A very important part of any set-up is the grinder that you'll use with it, so you need to factor that into your thoughts as well.

Bella Barista are based in England (Wellingborough, Northamptonshire) so often mentioned as they do offer good warranties etc. I don't know how well it translates to shipping to Ireland but could be worth a look.


----------



## Dylan (Dec 5, 2011)

What is your budget - and as jlarkin says, you will need a grinder too. As an example the Sage Smart Grinder Pro, which is an entry level grinder, will set you back about £180 new.

You can sometimes find bargains second hand, but you will defo need a grinder!


----------



## maestroman (Mar 18, 2019)

Thanks for the replies so far. I've found a deal on a Sage Barista Touch (black truffle version). It has 30% off, reduced from €1200 to €840 (£715). Any thoughts on this?



Dylan said:


> What is your budget - and as jlarkin says, you will need a grinder too. As an example the Sage Smart Grinder Pro, which is an entry level grinder, will set you back about £180 new.
> 
> You can sometimes find bargains second hand, but you will defo need a grinder!


----------



## Dylan (Dec 5, 2011)

It's not the kinda machine anyone who frequents these forums would recommend, but we are a picky bunch. I have a friend who has an Sage Barista Express and he is never going to want to upgrade to a 'better' grinder and machine - he is very happy with the simplicity and compactness of the machine.

I'm not sure if there are an significant advantages to the Touch over the Express, so look into that.
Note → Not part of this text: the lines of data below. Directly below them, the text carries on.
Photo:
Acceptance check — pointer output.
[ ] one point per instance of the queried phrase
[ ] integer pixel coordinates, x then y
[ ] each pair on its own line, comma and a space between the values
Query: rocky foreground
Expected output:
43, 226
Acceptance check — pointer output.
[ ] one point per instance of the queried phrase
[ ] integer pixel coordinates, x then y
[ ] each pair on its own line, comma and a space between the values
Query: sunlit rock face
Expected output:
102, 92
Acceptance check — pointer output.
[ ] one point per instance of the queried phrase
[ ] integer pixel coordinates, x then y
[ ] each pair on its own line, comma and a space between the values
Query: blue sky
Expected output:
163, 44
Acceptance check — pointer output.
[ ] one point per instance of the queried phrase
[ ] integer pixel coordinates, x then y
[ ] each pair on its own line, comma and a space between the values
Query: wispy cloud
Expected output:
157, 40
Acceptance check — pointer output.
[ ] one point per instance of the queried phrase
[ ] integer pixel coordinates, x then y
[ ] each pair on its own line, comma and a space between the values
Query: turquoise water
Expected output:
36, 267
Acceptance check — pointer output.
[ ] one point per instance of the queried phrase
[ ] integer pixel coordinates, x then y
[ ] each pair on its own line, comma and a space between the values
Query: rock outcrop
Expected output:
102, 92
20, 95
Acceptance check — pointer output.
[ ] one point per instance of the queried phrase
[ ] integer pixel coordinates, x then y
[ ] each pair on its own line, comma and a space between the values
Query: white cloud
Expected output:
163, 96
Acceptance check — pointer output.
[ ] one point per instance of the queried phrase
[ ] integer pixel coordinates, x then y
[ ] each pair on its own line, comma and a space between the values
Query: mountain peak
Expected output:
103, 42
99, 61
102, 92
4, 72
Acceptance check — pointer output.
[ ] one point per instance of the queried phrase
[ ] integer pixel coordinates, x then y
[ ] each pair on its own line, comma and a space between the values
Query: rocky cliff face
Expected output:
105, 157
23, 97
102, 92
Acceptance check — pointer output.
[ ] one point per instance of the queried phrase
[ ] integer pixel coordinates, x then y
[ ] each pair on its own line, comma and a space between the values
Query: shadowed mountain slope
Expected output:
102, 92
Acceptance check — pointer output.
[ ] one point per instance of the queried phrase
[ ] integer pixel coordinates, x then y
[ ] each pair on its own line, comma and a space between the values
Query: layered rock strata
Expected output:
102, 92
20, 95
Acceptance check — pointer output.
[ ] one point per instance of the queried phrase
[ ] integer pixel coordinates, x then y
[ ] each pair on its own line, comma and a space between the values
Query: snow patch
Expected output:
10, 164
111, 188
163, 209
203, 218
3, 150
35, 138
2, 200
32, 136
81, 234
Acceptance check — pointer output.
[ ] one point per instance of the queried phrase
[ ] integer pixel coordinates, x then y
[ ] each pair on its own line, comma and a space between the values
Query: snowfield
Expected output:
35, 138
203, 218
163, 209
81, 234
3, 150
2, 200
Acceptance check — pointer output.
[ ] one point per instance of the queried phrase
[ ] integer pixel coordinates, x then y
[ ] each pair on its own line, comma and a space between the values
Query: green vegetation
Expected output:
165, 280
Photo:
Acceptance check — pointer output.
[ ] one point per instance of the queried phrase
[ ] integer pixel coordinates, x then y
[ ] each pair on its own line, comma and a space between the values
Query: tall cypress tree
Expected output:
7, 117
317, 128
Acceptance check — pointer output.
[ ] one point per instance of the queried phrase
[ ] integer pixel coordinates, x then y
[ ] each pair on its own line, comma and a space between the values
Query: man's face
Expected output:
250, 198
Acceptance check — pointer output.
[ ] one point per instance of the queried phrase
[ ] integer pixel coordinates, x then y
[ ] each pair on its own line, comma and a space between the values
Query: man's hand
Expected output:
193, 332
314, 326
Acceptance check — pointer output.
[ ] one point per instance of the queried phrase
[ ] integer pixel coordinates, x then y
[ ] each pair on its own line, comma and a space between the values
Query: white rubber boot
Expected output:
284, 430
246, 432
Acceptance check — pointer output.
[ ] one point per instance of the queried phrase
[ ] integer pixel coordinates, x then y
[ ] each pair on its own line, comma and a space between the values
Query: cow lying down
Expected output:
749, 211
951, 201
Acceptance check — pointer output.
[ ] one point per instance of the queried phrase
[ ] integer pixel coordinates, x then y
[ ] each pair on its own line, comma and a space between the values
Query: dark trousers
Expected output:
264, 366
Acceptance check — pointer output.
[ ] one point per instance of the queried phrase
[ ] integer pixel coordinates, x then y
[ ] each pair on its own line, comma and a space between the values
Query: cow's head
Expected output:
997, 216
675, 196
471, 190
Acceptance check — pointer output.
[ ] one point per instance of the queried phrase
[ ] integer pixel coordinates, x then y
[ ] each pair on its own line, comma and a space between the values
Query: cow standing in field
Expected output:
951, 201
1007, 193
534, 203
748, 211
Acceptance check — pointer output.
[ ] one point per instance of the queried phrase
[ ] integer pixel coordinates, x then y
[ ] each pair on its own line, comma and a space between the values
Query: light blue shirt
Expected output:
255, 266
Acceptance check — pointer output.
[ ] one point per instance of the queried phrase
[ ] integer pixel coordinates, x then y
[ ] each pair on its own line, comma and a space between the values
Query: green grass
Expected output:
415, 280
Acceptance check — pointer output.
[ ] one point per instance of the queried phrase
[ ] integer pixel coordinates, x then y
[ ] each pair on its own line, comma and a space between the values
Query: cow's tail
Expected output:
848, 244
These machines are much more of a 'modern electronics' type thing, and the mass produced nature of them means they are more prone to failure and more difficult to get parts for. Being more prone to failure doesn't mean yours will break, I know my friends one hasn't in over 3 years - it just means they can and are hard to repair when they do.

Another option you might consider is something like a Sage Duo Temp Pro and a separate grinder, like the Smart Grinder Pro. Then if you do hang around these forums, learn about grinders and get tempted by an upgrade you wont be stuck with a machine with the grinder attached to it. The Duo Temp Pro is a very good starting machine, better in many was than the most commonly recommended Gaggia Classic as it is much more temperature stable.


----------



## MattyH17 (Feb 26, 2019)

Im on my second machine now and chose the Sage DTP. Ive recently bought a Sage Smart Grinder Pro too, which has been the best addition!


----------



## maestroman (Mar 18, 2019)

You approve of Sage so. I purchased the Sage Barista Touch. The shop had no manual or box and reduced by a further 5%. So i paid £665 (€780). I'm looking forward to making coffee with real beans.



MattyH17 said:


> Im on my second machine now and chose the Sage DTP. Ive recently bought a Sage Smart Grinder Pro too, which has been the best addition!


----------



## RamonyCajal (Mar 20, 2019)

I am still a beginner myself, but from what I have read Feldgrind might be an interesting (manual) alternative?


----------



## Dylan (Dec 5, 2011)

maestroman said:


> You approve of Sage so. I purchased the Sage Barista Touch. The shop had no manual or box and reduced by a further 5%. So i paid £665 (€780). I'm looking forward to making coffee with real beans.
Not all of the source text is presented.